Search code examples
sql-serverperformanceentity-frameworkdatabase-performance

SQL Server - JOIN isn't using the optimal order in Entity Framework's generated query


I'm using Entity Framework to execute a rather complex query on my DB. The query consists of the .Union() of a couple of other IQueryables.

In an attempt to optimize said query, I've broken down the different sub-queries and tested them individually to measure performance and found out that one of them (let's call it joinRes) is quite slower than the others.

joinRes is a join between two (filtered) tables where one of the tables has a huge amount of records, while the other only has a couple of them.

var smallDataSet = RepositoryForSmallDataSet.Where(smDs => ... );

var joinRes = smallDataSet.Join(largeDataSet, 
                                 smDs => smDs.SomeID, 
                                 bigDs => bigDs.SomeID, 
                                 (smDs, bigDs) => bigDs)
                          .OrderByDescending(bigDs => bigDs.SomeDate);

// ... IQueryable joinRes will be used in some .Union() operations with other IQueryables into a largeQuery IQueryable...

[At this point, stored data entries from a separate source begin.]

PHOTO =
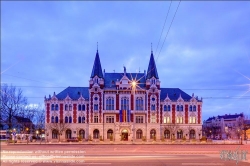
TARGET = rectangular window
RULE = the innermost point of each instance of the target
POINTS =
(139, 119)
(153, 107)
(110, 119)
(153, 119)
(193, 119)
(168, 119)
(96, 107)
(95, 119)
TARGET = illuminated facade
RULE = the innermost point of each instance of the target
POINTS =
(127, 106)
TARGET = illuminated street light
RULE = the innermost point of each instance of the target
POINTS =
(133, 84)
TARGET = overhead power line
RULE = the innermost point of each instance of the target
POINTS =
(168, 30)
(163, 26)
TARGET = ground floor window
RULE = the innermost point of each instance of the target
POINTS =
(152, 134)
(68, 134)
(192, 134)
(139, 134)
(96, 134)
(109, 133)
(82, 134)
(179, 134)
(167, 134)
(139, 119)
(95, 119)
(54, 134)
(110, 119)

var result = largeQuery.Take(10).ToList();

Looking at the actual execution plan in SQL Server, I can see that the Nested Loops step in the joinRes subquery isn't choosing the optimal order (smallDataSet first then largeDataSet). If I add a OPTION (FORCE ORDER) hint to the generated SQL, the sub query is much faster.

SQL Server Execution Plan join

The problem is that I can't seem to find a way to add that hint via Entity Framework, and simply moving the complex query (remember that joinRes is part of a large complex one) onto a stored procedure would be a major hassle (it's a heavily dynamically generated query, and it would likely require a lot of dynamic SQL).

Any suggestions on how to tackle this problem?

EDIT:

Evaldas Buinauskas put me on the right track with his answer. Poor performance was caused by Key Lookup as well as a bunch of other JOINS caused by a TPT inheritance mechanism (not mentioned in this question). Fixed the indexes (based on SQL Server's execution plan) and refactored inheritance to use a TPH approach instead.


Solution

  • Are your indexes right? Because Key Lookup indicates that your index doesn't cover join condition or it's outputting columns that are not included in your index.

    It's adviced to eliminate them (lookups). This is a very detailed article explaining how to do it.

    Key lookups occur when you have an index seek against a table, but your query requires additional columns that are not in that index. This causes SQL Server to have to go back and retrieve those extra columns.